普通の女の子が隣に座るだけでも多分相当しんどいだろう。それなのに相手が彼女となれば俺の心臓は間違いなく保たない。
「わたしの隣は嫌ですかそうですか……」
分かりやすく落ち込む。
彼女のテンションがよく分からないが、いつまでもこの変な空気の中にいるのはごめんである。
話を整理したい。
「あの、ところでなんですけど、いくつか質問してもいいですか?」
「もちろんです。スリーサイズでも性感帯でも、なんなら性癖でも! なんでも訊いてください!」
「そんなもん訊けるか!」
しまった。
あまりの動揺につい敬語が抜けてしまった。
「わたしはハル様にならすべてを曝け出せます」
曝け出しすぎなような気もするが。
「……そんなことより、あなたがメールをくれた『ささ』さんで間違いないんですよね?」
「? ……はい」
なにを今更という顔をされる。
そりゃそっちからしたらそうだろうけど、こっちからすれば信じられないことだらけなんだよ。

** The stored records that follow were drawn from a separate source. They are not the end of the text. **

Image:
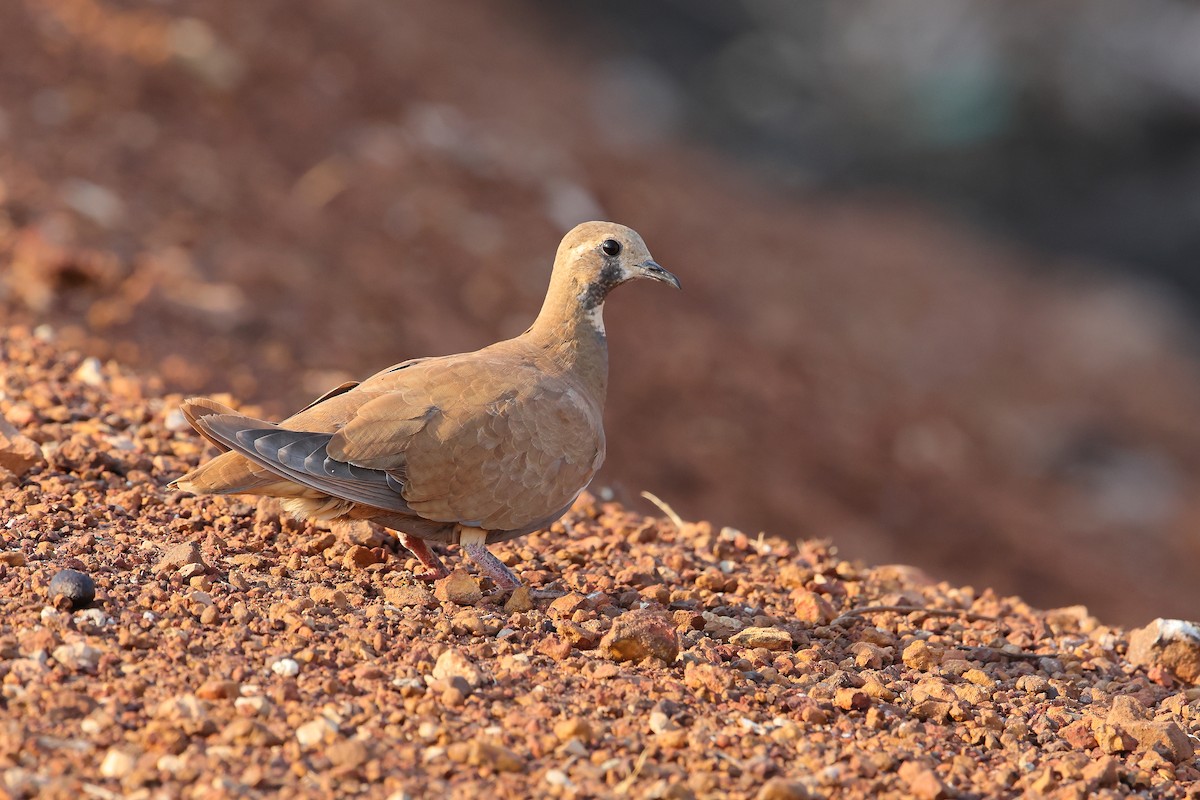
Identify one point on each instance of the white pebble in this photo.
(286, 667)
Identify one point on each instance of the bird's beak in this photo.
(651, 269)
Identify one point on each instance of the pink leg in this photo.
(473, 542)
(435, 570)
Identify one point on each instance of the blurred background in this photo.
(940, 258)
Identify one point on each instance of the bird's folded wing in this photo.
(303, 457)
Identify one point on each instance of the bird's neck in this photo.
(570, 332)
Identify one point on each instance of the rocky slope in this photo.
(269, 198)
(232, 651)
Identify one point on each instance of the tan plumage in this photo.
(474, 447)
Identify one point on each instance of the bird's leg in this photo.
(435, 570)
(474, 545)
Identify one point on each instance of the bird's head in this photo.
(598, 257)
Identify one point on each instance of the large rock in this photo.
(1173, 644)
(18, 452)
(639, 635)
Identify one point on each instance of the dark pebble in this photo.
(75, 585)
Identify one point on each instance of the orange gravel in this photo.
(232, 651)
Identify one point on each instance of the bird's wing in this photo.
(301, 457)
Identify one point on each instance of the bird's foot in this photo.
(473, 542)
(435, 570)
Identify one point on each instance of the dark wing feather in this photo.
(300, 456)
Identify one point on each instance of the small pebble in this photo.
(77, 587)
(286, 667)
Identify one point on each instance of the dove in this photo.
(469, 449)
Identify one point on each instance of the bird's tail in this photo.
(228, 473)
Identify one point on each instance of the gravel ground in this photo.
(232, 651)
(268, 198)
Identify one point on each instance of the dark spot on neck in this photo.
(605, 282)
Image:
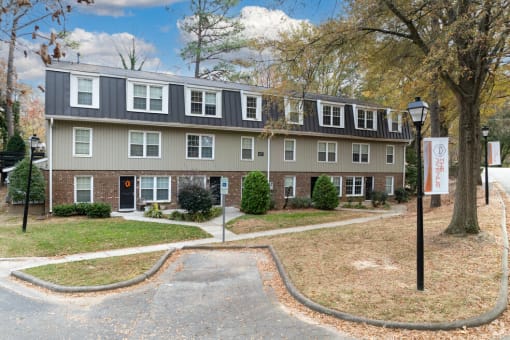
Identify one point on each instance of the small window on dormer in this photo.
(251, 106)
(294, 110)
(84, 91)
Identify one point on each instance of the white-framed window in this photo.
(390, 154)
(337, 182)
(83, 189)
(394, 121)
(389, 185)
(247, 148)
(82, 142)
(251, 104)
(144, 144)
(204, 102)
(289, 153)
(354, 186)
(294, 110)
(365, 118)
(84, 90)
(147, 97)
(360, 153)
(199, 146)
(331, 114)
(326, 152)
(289, 186)
(155, 189)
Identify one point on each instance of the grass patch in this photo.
(288, 219)
(96, 272)
(62, 236)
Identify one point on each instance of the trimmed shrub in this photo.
(379, 198)
(64, 210)
(325, 195)
(18, 180)
(194, 198)
(256, 194)
(99, 210)
(16, 144)
(300, 203)
(401, 195)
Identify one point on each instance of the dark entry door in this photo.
(369, 182)
(127, 193)
(214, 186)
(313, 180)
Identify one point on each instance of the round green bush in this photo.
(18, 180)
(195, 199)
(256, 195)
(325, 195)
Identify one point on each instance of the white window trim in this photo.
(353, 186)
(321, 104)
(355, 109)
(393, 154)
(144, 144)
(74, 142)
(392, 192)
(327, 151)
(200, 146)
(187, 101)
(74, 89)
(91, 188)
(293, 151)
(352, 153)
(390, 114)
(130, 95)
(287, 110)
(293, 187)
(154, 188)
(244, 95)
(341, 183)
(252, 148)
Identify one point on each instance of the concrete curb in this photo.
(88, 289)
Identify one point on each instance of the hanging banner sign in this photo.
(435, 156)
(493, 152)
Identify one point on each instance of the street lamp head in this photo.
(418, 110)
(485, 131)
(34, 141)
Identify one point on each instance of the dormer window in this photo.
(84, 91)
(147, 97)
(203, 102)
(330, 114)
(365, 118)
(251, 106)
(294, 110)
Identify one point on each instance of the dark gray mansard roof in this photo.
(113, 104)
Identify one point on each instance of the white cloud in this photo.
(117, 8)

「あなたはCutieKissの笹原詩乃さんで間違いない?」
「知ってて貰えて光栄です!」
きらきらした顔はまるで褒められた子供のように無垢で無邪気だ。
やはり目の前にいるのはCutieKissの笹原詩乃で、その国民的アイドルがどうしてか俺にコラボ依頼をしてきた。
というところまではマジらしい。
はえー。
世の中何が起こるか分からないな。
でも分からないことはまだまだあるんだよなあ。